Proposed upper house in Bangladesh Parliament

The Senate of Bangladesh (Bengali: বাংলাদেশ অধিষদ) is the upper house of the bicameral Parliament of Bangladesh, the lower house being the House of the Nation. It is going through transition phase following the success of the 2026 Bangladeshi constitutional referendum on February 12, 2026.

== Background ==
Since independence in 1971, Bangladesh has had a unicameral legislature, the Jatiya Sangsad. After the political reforms following the July Uprising, the National Consensus Commission has developed the July Charter, which proposes changes to the constitution, governance and election framework and creating a bicameral parliament with a Senate as the upper house.

Under the "July Charter implementation order" which has approved and gazetted in November 2025, the Senate proposal is formally included as part of the constitutional referendum question to be held alongside the 2026 general election.

== Structure ==

The Parliament of Bangladesh would be restructured into a bicameral legislature, consisting of two chambers:

Parliament of Bangladesh
| Jatiya Sangsad | Senate |
| Lower House | Upper House |
| Serves as the principal legislative chamber.; Members are elected from constituencies, primarily through the first-past-the-post system, along with reserved seats.; | Proposed as a 100-member chamber elected through proportional representation based on national vote share in general elections.; An additional five eminent citizens would be nominated by the President as independent members.; Members would serve terms similar in length to those of the lower house.; The Senate's primary role would be to review, amend, and delay legislation passed by the House of the Nation.; |

=== Proposed composition according to July Charter===
Proposed composition according to the proportional representation, and election result.

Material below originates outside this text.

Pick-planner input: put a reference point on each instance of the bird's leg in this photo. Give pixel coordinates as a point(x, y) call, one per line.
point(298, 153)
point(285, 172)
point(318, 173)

== Functions and powers ==

Under the charter’s framework:

- Legislative review: The Senate would debate and suggest changes to bills passed by the lower house.
- Constitutional amendments: Any constitutional change would require approval by a majority of the Senate, adding a check to constitutional revisions.
- The Senate is not intended to duplicate the lower house’s functions but to act as a deliberative and revisory chamber.